That white, powdery mineral substance you see leaching from your stone wall is called efflorescence. When moisture evaporates out of stone, it leaves behind the mineral residue that you're seeing. It's unsightly and should be removed, but the residue won't cause any structural problems. If you remove it and it returns, that means you probably have a problem with water seepage within the walls.
Things You'll Need
- Wire brush
- Protective face mask
- Chemical-resistant gloves
- Muriatic acid
- Spray bottles
- Long-handled masonry brush
- Garden hose
- Phosphoric acid (optional)
- Trisodium phosphate (optional)
Scrub the stone wall with a dry wire brush, loosening the mineral deposits.
Put on chemical-resistant gloves and face shield.
Wet the wall with water using a garden hose or spray bottle if indoors.
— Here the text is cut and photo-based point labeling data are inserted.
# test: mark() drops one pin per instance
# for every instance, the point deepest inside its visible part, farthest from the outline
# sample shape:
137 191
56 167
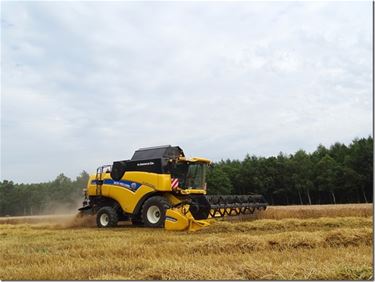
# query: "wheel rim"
153 214
104 219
Protect floors and landscaping with water-resistant drop cloths or tarps and address any spills immediately.
Dilute 1 part muriatic acid with 12 parts water. Slowly add the acid to the water, not vice versa, as a potentially dangerous reaction could occur. Carefully pour the mixture into a spray bottle. Have several spray bottles on hand, as the acid mixture will ruin them after a couple of uses. If you're not comfortable using muriatic acid, you can substitute phosphoric acid or trisodium phosphate (TSP) as the main cleaning agent. Both are sold as commercial cleaning products for stone. Mix with water according to the manufacturer's directions.
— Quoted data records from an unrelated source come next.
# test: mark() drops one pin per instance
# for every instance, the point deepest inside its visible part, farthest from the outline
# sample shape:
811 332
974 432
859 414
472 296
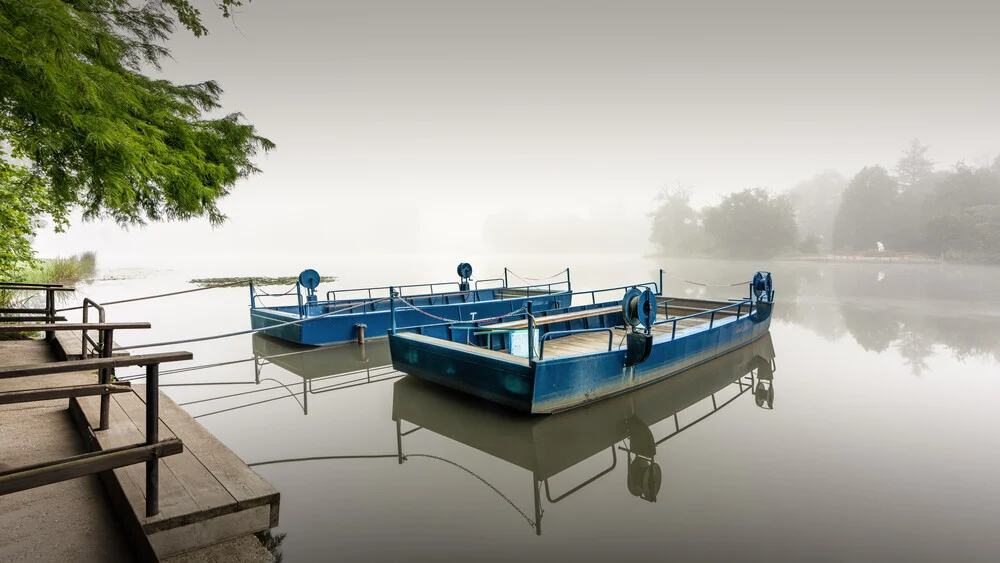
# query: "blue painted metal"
547 385
309 278
546 447
334 320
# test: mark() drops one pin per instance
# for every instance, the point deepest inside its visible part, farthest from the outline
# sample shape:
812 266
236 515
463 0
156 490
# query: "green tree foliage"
862 219
751 223
675 223
94 131
23 203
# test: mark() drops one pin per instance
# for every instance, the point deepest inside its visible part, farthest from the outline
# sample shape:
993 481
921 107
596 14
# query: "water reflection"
903 308
624 427
323 369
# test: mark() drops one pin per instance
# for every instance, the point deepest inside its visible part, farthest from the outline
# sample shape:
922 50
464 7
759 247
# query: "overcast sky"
403 124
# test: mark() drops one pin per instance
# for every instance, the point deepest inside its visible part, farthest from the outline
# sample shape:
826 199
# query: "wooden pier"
170 488
207 494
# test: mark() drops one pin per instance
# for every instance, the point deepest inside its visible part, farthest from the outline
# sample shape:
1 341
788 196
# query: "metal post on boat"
298 292
392 310
531 331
Spray the acid mixture onto the wall and allow it to work on the mineral deposits for three to five minutes.
Scrub the mineral deposits with a long-handled masonry brush. Neutralize muriatic acid with a diluted ammonia solution. Rinse thoroughly with clean water and allow the wall to dry.
Observe if all the mineral deposits have been removed. If not, repeat Steps 2 through 6 as often as needed.
Tips & Warnings
- Muriatic acid is extremely corrosive and dangerous. Handle only when wearing chemical-resistant gloves and a face shield.